There is, though, I think, an additional dimension to all this for those of us who understand the world to have been brought into being by a God who loves his “very good” creation and has appointed humanity as stewards over it. The bible is full of references that suggest that God cares deeply not just about us and our flourishing, but about the wellbeing of the whole community of creatures with which we share our home. The Psalms, especially, paint a picture of a world which has been ordered so that there is provision for all, and of a creation which is valued for its own sake, not simply because of its usefulness to human beings. If you are in any doubt about this, try reading Psalm 104 – “The trees of the Lord are watered abundantly … the high mountains are for the wild goats, the rocks are a refuge for the badgers … the young lions roar for their prey, seeking their food from God…” We might well, as Jesus tells us, be more important than sparrows, but it’s abundantly clear to me that in God’s eyes sparrows are important too. Fundamentally, we need to understand that it’s not all about us: we need to care for nature not just because it’s in our best interests to do that, but above all because it is precious to God.
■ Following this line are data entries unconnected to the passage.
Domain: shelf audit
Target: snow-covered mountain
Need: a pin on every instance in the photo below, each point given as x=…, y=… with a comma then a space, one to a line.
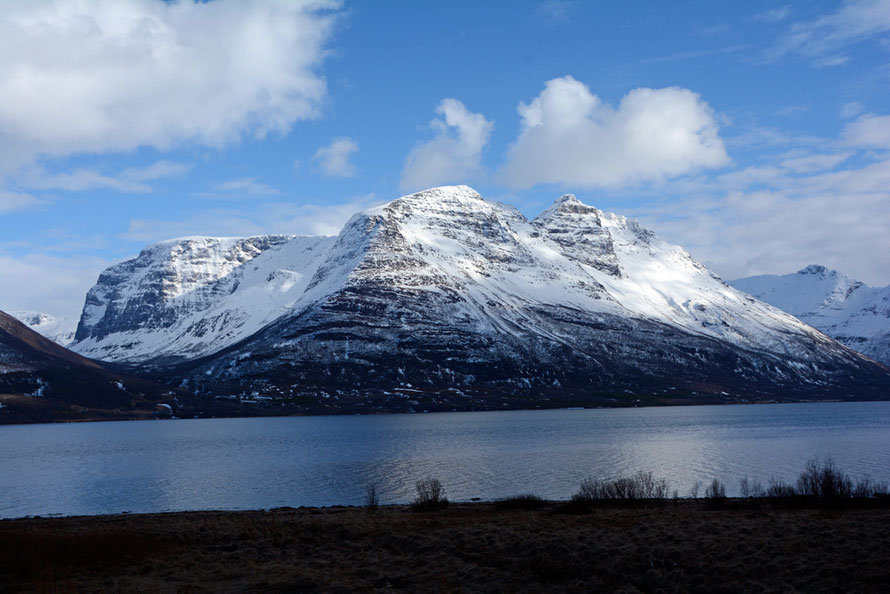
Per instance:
x=189, y=297
x=41, y=380
x=446, y=290
x=849, y=311
x=59, y=330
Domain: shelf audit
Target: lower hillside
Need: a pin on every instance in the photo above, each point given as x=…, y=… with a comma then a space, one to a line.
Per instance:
x=677, y=547
x=41, y=381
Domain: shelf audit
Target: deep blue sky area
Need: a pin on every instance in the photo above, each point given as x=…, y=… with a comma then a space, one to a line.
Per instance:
x=755, y=134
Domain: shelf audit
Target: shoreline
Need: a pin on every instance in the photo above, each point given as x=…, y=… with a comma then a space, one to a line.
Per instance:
x=676, y=545
x=143, y=415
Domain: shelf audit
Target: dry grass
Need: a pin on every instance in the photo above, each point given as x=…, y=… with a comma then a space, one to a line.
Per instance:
x=466, y=547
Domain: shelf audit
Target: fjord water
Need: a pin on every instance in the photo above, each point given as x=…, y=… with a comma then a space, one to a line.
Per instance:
x=149, y=466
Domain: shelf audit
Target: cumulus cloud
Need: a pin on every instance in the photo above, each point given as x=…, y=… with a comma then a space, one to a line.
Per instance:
x=868, y=131
x=824, y=40
x=570, y=137
x=454, y=155
x=96, y=77
x=333, y=159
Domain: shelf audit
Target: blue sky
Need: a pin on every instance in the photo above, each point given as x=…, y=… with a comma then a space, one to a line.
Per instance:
x=755, y=134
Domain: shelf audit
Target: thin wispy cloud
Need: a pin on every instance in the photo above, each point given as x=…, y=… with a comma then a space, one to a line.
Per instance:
x=555, y=12
x=247, y=185
x=130, y=180
x=270, y=217
x=113, y=76
x=774, y=15
x=825, y=40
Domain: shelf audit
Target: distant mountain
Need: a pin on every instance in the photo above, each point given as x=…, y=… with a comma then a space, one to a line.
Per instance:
x=447, y=296
x=59, y=330
x=849, y=311
x=41, y=380
x=190, y=297
x=442, y=300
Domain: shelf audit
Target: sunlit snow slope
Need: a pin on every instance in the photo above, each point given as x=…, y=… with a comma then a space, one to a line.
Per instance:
x=446, y=289
x=849, y=311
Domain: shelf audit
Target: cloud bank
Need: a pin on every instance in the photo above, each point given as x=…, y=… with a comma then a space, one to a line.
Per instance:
x=454, y=155
x=96, y=77
x=333, y=159
x=570, y=137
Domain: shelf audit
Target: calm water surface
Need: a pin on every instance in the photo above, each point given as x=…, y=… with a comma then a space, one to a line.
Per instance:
x=97, y=468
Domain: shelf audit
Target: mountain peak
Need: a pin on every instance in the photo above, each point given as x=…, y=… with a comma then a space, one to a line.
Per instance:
x=814, y=269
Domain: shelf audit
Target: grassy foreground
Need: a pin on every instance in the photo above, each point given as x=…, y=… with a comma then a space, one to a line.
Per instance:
x=676, y=546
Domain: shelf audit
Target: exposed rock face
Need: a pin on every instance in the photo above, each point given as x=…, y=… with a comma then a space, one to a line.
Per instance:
x=443, y=289
x=36, y=367
x=189, y=297
x=849, y=311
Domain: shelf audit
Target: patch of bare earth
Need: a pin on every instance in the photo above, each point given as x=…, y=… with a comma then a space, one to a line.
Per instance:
x=467, y=547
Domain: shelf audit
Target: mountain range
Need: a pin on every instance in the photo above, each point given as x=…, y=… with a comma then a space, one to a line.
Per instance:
x=41, y=380
x=443, y=299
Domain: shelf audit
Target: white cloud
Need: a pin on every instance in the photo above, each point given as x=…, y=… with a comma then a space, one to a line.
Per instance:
x=851, y=109
x=773, y=16
x=333, y=159
x=454, y=155
x=868, y=131
x=825, y=39
x=111, y=76
x=131, y=180
x=570, y=137
x=777, y=219
x=247, y=185
x=554, y=12
x=49, y=284
x=275, y=217
x=12, y=201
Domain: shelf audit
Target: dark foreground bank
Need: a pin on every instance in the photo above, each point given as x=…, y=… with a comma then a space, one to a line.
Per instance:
x=676, y=546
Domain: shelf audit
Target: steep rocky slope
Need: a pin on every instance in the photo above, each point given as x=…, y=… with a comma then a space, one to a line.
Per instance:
x=189, y=297
x=59, y=330
x=849, y=311
x=41, y=380
x=443, y=291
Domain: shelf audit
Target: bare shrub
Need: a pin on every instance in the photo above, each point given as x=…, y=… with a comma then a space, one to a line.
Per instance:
x=430, y=495
x=780, y=490
x=524, y=501
x=751, y=489
x=372, y=500
x=715, y=494
x=641, y=487
x=824, y=482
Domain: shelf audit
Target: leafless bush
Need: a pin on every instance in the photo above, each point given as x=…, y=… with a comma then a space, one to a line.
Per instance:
x=640, y=487
x=751, y=489
x=372, y=500
x=430, y=495
x=524, y=501
x=715, y=494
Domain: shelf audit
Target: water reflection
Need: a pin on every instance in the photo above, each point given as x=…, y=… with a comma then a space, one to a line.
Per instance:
x=260, y=463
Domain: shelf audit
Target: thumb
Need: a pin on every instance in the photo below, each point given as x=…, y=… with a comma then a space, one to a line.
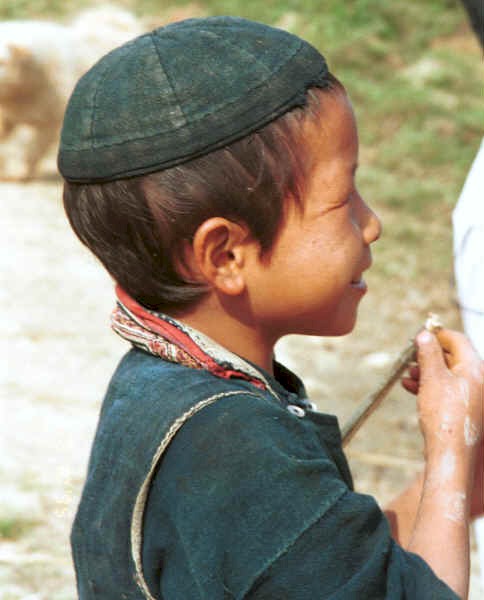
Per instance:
x=430, y=357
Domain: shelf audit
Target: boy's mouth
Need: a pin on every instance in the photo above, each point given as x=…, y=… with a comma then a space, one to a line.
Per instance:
x=358, y=284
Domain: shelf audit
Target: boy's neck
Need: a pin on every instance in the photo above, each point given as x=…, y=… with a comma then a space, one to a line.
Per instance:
x=232, y=331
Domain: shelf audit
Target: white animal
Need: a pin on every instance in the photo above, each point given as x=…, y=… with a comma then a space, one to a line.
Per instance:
x=39, y=65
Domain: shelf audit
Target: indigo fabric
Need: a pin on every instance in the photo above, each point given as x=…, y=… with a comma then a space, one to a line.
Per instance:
x=180, y=92
x=248, y=500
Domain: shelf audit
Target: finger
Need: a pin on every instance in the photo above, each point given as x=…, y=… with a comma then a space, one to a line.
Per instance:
x=414, y=372
x=430, y=356
x=410, y=385
x=457, y=347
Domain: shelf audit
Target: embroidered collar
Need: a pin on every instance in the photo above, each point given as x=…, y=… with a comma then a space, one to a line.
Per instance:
x=163, y=336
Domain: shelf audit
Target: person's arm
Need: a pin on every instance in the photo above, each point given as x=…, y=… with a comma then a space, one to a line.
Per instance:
x=401, y=512
x=431, y=517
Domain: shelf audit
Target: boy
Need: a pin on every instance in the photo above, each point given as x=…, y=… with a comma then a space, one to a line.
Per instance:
x=210, y=166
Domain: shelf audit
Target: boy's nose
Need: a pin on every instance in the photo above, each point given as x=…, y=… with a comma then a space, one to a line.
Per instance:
x=371, y=225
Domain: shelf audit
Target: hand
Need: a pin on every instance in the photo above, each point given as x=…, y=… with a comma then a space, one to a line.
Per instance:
x=449, y=382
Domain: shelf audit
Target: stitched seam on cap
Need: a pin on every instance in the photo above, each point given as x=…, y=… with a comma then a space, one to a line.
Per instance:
x=165, y=72
x=94, y=100
x=255, y=58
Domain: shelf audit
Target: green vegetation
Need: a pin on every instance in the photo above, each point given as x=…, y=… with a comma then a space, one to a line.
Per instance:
x=12, y=528
x=412, y=70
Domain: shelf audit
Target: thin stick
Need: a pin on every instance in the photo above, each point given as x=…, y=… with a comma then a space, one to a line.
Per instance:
x=373, y=400
x=385, y=460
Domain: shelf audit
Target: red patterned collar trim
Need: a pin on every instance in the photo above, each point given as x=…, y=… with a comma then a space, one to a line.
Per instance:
x=171, y=340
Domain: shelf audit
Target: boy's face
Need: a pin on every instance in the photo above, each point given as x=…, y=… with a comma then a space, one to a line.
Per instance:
x=310, y=282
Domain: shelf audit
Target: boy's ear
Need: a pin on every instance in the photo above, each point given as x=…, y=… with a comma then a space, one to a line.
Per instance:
x=218, y=253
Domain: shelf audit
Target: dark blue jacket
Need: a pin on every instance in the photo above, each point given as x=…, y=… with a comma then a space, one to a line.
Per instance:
x=201, y=488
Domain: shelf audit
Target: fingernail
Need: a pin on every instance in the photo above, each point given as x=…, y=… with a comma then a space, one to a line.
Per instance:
x=424, y=337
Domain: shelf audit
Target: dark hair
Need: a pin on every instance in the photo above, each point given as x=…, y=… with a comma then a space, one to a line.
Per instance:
x=136, y=226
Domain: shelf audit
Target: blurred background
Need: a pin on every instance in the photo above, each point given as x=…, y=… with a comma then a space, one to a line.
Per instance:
x=413, y=69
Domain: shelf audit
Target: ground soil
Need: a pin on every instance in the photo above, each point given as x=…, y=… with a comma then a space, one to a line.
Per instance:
x=59, y=353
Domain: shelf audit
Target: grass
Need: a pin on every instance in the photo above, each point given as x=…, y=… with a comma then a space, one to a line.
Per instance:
x=13, y=528
x=412, y=71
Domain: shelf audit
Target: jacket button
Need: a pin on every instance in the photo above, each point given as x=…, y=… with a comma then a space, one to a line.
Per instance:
x=296, y=410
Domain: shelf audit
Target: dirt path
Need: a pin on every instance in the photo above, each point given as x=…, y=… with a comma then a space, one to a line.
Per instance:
x=58, y=354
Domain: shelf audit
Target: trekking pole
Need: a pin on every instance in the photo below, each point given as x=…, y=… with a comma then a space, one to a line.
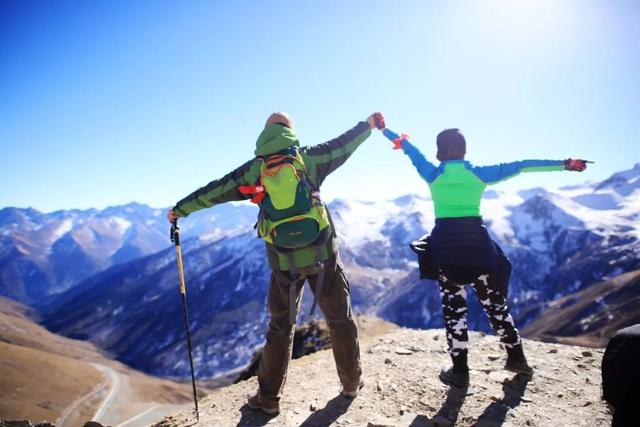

When it comes to our relationships with the rest of humanity, though, Christians are of course bound by another, and very specific, scriptural mandate: Jesus’s commandment that we should love our neighbours as ourselves. We need to think of what this means for us in the rich, energy-hungry, economies of the developed world, when we know that the worst impact of the climate change that we are driving will be felt by our brothers and sisters in the poorest corners of the global south. I suspect that any claim on our part to be a good neighbour to a farmer in Bangladesh whose life and livelihood are threatened by the rising flood waters of the Ganges might ring a little hollow, unless it goes hand in hand with a commitment to do what we can to turn back the tide.
When I was growing up in the seventies, there was a rather strange song called MacArthur Park in the charts. The chorus went like this: “Someone left a cake out in the rain. I don’t think that I can take it, ‘cause it took so long to bake it, and I’ll never have that recipe again…” My teenage self always empathised with the poor baker, whose lovely creation had been so carelessly cast aside. And, as I think about the whole sorry mess we are making of the environment that chorus has been going round my head. Because God has made us a beautiful cake, with enough for everyone to share – men and women, birds and fish and things that creep and crawl and slither on the surface of the earth – and I imagine his sadness at its spoiling, at our seeming rejection of the gift, at our readiness to see the creatures he loves deprived of their slice. And I think how both our humanity and our faith demand that we change, and change quickly. We’ll never have that recipe again.
Rev Dr Liz Ratcliffe
Liz is an Anglican priest with a background in research biology, where she specialised in tropical parasites, followed by a career in the Ministry of Agriculture, where she worked on environmental policy before moving to run the Food Minister’s office. Currently Rector of a church just outside Reading, her particular interests include environmental theology and the interface between science and faith. She has been a trustee of JRI since early 2018.